İklim Değişikliği ve Vücut Isısının Rolü
ABD’deki Johns Hopkins Bloomberg Halk Sağlığı Okulu’ndan Profesör Arturo Casadevall, dünyanın ısınmasıyla mantarların daha önce görülmedikleri yerlere yayılacağını ifade ediyor. Casadevall, “Korkumuz şu ki, dünya ısındıkça, normalde daha düşük sıcaklıklarda yaşayan hastalık yapıcı mantarlar, daha yüksek sıcaklıklara adapte olacak ve tıpta bilinmeyen yeni mantar hastalıkları göreceğiz,” diyor.
Vücudumuz Artık Savunmasız mı?
Geçmişte 37°C olan yüksek vücut ısımız, mantarlar için doğal bir bariyer görevi görüyordu. Ancak Prof. Casadevall, son 100 yılda ortalama vücut ısımızın 1 derece düştüğünü belirtiyor. Modern tıp sayesinde daha az enfeksiyon geçirmemiz ve iltihaplanma seviyelerimizin düşmesi, vücut sıcaklığımızı azaltarak bizi mantarlara karşı daha savunmasız hale getirdi. Yani dünya ısınırken, bedenlerimiz soğuyor.
Mantarlara Karşı Savaş: Tedaviler ve Direnç Sorunu
Mantar enfeksiyonlarına karşı en yaygın kullanılan tedavi grubu azoller olarak biliniyor. Ancak bu ilaçların tarımda mahsulleri korumak için de yaygın kullanımı, ciddi bir direnç sorununa yol açtı. Manchester Üniversitesi’nden Profesör Michael Bromley, “Çevrede mantar ilaçlarının bolca bulunması nedeniyle bu bileşiklere karşı hızla direnç geliştiğini görüyoruz,” diyor. Avrupa Birliği’nde her yıl mahsullere yaklaşık 10 bin ton azol fungisit püskürtülmesi, bu direncin ana itici gücü olarak kabul ediliyor.
Ufukta Yeni Çözümler Var Mı?
Bilim insanları alternatif tedaviler üzerinde çalışıyor. Prof. Bromley, mantar hücrelerinin DNA’sını bozarak etki eden yeni bileşikler geliştirdiklerini belirtiyor.
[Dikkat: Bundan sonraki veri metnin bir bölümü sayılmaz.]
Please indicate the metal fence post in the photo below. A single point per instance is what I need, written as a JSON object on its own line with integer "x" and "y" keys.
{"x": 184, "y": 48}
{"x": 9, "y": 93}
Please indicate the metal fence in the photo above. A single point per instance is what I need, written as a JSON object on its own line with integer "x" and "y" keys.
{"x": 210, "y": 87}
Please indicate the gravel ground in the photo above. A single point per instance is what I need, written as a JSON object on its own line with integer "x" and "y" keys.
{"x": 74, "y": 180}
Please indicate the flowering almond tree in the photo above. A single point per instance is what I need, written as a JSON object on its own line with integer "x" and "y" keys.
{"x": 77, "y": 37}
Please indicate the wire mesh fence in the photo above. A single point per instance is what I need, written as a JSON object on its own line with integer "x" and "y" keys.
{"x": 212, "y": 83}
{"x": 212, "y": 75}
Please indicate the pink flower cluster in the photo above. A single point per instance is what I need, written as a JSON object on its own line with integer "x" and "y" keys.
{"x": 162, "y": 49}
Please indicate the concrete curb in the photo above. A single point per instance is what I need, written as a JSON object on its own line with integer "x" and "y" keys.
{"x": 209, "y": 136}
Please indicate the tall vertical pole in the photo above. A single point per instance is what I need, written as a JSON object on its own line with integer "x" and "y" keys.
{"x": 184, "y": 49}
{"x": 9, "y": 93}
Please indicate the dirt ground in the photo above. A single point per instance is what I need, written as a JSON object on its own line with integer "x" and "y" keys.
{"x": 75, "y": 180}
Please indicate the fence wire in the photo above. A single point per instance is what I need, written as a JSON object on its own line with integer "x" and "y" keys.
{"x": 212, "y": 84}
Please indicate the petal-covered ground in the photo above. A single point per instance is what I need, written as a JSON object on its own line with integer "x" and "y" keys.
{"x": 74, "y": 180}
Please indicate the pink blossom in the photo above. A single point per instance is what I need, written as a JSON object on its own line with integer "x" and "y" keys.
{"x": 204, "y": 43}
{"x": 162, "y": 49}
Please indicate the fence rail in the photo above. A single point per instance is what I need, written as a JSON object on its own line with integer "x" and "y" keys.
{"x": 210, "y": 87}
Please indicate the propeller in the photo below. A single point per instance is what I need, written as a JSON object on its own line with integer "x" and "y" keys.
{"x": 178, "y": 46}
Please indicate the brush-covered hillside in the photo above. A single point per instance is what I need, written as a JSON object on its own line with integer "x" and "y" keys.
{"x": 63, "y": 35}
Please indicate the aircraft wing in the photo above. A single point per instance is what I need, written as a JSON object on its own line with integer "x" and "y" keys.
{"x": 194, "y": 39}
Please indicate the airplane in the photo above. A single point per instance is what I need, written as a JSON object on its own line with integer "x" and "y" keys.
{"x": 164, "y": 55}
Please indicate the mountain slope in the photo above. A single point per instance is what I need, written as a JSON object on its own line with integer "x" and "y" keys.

Ayrıca, fosmanogepix adlı çığır açan yeni bir mantar ilacı da umut vadediyor. Bu ilacın önümüzdeki birkaç yıl içinde kullanıma sunulması bekleniyor.
İyimser olmak için bir neden daha var: Aspergillus‘un neden olduğu hastalıklar genellikle insandan insana bulaşmıyor. Bu durum, doğadaki direnç gelişimini kontrol altına alabilirsek, yeni ilaçların uzun vadede etkili olabileceği umudunu artırıyor. Ancak asıl soru, artan tehdide karşı bu çözümleri yeterince hızlı geliştirip geliştiremeyeceğimiz.